More than 4,000 public spaces are being sold off every year and being “lost to the community forever”, according to a report published by Locality. 

The representative body for community organisations has published The Great British Sell Off today, revealing that on average 4,131 public buildings and spaces, such as libraries, youth centres and swimming pools are sold off each year. 

It discovered the scale of the issue after submitting a freedom of information request to councils in England earlier this year. 

The FOI also found that just 41 per cent of councils had a strategy in place to encourage community ownership.

Locality said that this indicated that at the moment public buildings are being “sold off on a massive scale for private use and short-term profit”. 

Tony Armstrong, chief executive of Locality, said: “More than 4,000 public buildings and spaces are being sold off a year, that’s more than four times the number of Starbucks in the UK. This is a sell off on a massive scale.

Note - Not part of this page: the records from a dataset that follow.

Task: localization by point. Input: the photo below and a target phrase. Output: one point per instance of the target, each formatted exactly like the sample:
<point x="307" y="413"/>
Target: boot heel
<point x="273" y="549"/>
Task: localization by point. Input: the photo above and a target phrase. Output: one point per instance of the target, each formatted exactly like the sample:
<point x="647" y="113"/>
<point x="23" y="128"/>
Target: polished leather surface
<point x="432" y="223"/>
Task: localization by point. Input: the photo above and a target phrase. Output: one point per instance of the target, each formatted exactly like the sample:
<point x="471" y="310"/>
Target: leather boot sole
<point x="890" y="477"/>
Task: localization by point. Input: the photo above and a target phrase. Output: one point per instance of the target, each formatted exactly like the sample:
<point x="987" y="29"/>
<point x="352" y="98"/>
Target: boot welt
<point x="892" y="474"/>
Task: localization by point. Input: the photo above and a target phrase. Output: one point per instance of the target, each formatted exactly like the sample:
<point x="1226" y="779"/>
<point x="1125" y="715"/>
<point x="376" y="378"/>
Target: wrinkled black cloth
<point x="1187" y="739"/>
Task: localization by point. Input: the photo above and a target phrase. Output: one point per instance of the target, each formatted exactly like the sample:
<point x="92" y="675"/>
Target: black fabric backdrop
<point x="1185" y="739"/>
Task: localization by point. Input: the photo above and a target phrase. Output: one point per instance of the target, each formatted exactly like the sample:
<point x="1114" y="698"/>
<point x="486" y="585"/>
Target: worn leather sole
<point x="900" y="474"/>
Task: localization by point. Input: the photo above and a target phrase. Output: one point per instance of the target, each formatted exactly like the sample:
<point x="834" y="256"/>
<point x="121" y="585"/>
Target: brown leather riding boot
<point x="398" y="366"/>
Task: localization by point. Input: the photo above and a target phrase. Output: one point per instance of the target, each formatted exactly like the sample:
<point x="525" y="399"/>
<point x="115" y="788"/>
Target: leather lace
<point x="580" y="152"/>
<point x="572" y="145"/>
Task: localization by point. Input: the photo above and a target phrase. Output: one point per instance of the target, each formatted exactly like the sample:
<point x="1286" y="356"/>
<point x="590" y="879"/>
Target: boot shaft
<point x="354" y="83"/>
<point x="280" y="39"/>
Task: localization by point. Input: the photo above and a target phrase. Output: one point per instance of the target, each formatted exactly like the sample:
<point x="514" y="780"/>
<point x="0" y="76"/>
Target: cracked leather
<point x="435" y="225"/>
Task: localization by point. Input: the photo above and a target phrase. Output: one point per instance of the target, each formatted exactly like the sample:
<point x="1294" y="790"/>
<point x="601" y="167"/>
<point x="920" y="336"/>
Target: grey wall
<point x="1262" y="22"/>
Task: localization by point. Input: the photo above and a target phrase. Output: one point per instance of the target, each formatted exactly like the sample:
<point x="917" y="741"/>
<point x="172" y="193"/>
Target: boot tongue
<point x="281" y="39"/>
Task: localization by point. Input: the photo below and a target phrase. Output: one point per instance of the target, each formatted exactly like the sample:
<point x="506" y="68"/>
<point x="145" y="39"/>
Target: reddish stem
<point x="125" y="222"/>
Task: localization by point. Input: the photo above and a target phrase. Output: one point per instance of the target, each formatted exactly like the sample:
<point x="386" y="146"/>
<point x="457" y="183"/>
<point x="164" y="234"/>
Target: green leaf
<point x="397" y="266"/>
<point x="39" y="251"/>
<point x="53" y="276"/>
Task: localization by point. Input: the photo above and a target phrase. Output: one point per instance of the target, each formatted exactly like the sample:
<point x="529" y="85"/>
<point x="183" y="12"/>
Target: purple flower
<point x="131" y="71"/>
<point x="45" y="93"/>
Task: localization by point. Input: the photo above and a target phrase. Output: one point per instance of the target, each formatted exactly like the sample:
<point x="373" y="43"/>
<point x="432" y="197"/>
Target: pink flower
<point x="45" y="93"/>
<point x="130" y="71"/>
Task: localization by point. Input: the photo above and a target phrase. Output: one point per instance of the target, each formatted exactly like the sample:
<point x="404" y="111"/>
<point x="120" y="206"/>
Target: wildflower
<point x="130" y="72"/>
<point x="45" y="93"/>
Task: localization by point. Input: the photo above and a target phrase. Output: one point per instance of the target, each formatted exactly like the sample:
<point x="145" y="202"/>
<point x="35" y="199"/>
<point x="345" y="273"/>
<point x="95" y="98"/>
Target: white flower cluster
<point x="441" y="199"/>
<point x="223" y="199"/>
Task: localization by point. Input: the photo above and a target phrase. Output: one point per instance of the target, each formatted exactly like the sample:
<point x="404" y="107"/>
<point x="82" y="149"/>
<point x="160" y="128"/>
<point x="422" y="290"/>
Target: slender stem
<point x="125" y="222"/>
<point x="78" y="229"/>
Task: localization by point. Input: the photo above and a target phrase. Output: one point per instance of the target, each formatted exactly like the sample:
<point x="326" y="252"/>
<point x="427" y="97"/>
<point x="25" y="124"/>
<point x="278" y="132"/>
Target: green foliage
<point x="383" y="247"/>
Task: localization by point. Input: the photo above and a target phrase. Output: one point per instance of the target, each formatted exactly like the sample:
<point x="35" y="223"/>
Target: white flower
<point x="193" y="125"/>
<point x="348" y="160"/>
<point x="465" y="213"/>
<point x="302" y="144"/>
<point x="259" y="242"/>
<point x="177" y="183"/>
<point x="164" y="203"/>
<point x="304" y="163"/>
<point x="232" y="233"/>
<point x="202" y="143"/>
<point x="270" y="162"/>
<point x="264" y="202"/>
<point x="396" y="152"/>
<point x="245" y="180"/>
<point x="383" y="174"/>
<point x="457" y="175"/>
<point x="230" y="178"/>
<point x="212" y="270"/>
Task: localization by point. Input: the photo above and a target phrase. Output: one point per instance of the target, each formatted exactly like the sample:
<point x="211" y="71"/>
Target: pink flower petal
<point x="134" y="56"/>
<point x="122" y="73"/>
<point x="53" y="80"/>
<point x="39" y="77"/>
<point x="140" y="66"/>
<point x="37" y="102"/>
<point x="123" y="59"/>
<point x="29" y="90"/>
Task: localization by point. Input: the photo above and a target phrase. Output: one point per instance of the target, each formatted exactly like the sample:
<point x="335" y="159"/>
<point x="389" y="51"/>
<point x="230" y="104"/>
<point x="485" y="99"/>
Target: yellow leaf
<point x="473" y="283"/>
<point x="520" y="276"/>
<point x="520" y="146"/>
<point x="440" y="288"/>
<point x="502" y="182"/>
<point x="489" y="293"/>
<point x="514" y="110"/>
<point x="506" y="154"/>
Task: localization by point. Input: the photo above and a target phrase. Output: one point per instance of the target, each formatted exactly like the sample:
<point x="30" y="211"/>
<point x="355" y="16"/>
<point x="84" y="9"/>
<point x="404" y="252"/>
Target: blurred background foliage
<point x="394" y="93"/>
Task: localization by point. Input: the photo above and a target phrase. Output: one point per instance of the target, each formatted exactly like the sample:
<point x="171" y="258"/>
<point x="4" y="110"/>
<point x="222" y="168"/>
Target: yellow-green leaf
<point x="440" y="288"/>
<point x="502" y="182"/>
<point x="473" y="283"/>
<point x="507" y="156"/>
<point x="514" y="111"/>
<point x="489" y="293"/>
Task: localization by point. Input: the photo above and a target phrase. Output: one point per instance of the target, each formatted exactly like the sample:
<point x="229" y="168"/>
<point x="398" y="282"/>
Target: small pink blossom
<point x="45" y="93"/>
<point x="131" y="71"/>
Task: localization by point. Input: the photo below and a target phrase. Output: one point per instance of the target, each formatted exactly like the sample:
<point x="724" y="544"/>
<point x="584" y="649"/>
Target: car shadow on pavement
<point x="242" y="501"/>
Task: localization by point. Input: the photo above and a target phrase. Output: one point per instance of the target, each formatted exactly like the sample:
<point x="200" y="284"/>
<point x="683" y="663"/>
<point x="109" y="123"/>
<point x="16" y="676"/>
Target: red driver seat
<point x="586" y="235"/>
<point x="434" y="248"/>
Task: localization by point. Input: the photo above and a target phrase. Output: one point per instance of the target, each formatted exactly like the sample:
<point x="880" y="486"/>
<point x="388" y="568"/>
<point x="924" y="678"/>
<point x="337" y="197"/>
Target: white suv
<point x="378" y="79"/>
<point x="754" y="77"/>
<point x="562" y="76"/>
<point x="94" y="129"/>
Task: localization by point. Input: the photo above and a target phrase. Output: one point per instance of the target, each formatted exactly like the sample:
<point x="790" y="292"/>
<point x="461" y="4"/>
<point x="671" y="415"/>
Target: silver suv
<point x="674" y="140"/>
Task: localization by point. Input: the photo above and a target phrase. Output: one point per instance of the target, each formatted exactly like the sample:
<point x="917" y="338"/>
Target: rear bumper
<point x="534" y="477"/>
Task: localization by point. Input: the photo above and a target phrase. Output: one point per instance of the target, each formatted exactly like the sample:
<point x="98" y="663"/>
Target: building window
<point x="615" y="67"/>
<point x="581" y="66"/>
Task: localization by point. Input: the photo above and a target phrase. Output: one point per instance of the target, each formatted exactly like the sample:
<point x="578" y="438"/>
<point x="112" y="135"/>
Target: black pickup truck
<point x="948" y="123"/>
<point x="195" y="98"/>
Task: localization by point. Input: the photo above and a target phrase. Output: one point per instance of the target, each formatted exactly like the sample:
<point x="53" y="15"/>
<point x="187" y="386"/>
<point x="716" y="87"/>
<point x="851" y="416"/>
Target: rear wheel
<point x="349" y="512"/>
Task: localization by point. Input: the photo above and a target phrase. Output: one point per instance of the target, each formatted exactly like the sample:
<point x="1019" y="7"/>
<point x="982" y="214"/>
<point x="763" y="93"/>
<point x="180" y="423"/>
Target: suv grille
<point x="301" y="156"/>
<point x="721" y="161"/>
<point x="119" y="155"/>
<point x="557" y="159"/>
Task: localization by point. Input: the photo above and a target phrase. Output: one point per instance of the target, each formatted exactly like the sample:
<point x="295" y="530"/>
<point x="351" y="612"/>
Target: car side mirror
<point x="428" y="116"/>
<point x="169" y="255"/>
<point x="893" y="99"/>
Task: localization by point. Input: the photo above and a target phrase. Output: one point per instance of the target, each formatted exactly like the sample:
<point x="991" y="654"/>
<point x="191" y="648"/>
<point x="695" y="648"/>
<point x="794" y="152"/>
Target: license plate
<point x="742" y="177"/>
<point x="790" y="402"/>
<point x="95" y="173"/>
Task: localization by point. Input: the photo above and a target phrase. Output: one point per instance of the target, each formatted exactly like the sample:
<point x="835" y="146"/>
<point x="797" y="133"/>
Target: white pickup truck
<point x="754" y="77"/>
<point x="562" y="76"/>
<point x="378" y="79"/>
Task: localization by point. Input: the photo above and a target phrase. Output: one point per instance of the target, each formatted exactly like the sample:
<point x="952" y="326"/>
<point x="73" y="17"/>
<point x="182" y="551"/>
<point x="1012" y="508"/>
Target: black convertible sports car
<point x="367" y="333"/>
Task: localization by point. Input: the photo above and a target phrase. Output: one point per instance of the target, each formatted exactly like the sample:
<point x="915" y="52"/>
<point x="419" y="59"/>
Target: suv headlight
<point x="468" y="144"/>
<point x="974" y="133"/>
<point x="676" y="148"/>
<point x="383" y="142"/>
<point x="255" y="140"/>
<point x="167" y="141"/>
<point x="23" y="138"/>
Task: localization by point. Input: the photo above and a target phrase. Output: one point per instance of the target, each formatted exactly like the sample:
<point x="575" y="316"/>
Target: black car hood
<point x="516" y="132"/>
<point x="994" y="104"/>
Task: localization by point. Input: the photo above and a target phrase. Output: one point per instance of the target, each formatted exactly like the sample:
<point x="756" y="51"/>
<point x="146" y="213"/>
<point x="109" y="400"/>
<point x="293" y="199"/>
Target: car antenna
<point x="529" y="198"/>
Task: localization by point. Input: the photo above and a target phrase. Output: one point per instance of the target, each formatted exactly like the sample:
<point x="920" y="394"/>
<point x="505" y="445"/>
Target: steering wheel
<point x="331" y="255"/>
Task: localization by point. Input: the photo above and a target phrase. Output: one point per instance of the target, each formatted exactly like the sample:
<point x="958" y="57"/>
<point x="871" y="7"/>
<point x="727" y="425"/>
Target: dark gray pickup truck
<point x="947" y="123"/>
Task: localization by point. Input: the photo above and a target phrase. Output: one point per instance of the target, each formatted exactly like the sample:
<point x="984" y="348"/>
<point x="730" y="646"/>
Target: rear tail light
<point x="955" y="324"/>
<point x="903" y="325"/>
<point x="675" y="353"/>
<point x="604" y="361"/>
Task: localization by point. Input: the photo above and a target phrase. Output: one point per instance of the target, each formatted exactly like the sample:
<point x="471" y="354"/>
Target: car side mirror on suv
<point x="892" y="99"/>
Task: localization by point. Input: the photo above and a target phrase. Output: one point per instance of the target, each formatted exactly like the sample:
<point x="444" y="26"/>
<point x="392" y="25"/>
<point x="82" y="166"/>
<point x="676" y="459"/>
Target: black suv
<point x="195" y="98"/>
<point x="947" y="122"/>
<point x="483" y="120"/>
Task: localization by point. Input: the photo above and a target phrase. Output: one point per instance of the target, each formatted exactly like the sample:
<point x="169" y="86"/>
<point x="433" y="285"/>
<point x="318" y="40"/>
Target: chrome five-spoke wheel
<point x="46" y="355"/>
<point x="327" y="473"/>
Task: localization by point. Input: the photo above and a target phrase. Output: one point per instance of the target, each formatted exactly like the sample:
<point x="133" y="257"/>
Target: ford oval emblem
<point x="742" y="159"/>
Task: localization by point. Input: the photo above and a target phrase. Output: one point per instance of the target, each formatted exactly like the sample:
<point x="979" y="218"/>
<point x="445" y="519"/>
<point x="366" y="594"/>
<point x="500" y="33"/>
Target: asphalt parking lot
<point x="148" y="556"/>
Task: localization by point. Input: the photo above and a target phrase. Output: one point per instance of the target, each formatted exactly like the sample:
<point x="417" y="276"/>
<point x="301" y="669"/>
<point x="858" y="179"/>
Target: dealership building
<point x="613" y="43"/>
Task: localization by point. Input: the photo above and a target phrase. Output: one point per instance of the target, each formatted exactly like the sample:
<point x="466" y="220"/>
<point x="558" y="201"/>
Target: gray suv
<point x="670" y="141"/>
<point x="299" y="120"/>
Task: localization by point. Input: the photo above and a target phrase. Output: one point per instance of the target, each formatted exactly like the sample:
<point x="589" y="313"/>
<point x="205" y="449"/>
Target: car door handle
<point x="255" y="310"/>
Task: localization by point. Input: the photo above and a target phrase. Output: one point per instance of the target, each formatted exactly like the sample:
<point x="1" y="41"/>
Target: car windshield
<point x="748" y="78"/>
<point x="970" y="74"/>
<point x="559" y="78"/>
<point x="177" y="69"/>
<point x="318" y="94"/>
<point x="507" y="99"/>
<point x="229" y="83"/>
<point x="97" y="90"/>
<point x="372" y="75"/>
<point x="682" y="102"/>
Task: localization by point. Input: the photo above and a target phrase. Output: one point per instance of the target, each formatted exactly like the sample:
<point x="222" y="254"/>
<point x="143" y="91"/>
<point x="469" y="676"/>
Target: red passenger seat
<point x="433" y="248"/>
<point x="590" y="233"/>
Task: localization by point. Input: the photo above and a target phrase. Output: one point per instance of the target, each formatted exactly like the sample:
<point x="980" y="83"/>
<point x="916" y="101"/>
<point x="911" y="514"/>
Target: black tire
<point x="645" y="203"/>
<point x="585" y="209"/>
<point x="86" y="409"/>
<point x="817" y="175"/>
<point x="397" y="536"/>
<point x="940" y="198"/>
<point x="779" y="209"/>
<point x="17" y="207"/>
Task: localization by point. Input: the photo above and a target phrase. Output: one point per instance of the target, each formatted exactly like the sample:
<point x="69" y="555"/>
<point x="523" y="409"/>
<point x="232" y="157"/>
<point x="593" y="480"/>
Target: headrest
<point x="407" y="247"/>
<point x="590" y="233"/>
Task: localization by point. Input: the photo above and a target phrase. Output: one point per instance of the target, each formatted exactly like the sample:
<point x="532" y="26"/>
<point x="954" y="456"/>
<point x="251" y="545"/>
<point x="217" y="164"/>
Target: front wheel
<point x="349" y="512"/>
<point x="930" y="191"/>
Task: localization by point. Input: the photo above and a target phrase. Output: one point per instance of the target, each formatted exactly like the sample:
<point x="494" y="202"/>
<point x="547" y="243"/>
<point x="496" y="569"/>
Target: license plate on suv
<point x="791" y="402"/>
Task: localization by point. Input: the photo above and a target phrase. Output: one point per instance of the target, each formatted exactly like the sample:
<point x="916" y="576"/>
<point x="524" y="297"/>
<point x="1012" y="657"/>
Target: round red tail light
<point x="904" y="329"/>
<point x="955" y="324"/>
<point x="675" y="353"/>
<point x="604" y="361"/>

“We know that many of the buildings being lost have valuable community uses. Every one of us can think of a local public building or outside space we love and use – from libraries to lidos and town halls to youth centres. They are owned by the public and they’re being sold off for short term gain to fill holes in council budgets.”

‘Save our Spaces’

In response Locality has now launched a campaign, Save our Spaces, to increase the number of buildings taken into community ownership. 

Its report highlights a number of examples where community ownership has saved a resource for the community. 

Locality said the main barriers to community ownership are funding, lack of expertise and time, and the lack of a clear process. 

It is now calling for the launch of a community ownership fund worth £200m a year for five years to help save community spaces for the public, a change to Right to Bid legislation to give community organisations one year instead of six months to prepare a bid and a further change to give community organisations a Right to Buy, or have first refusal. 

Locality also said all local authorities should have a community asset transfer policy and that they should offer zero interest loans to community groups wishing to buy public spaces. 

Writing an article for Civil Society’s Voices section Armstrong said charities could “play a vital role” because they were often well placed to take the first steps in acquiring a community building. 

He said: “That's why we are asking the charity sector to consider the opportunity of taking on community ownership of an asset under threat.”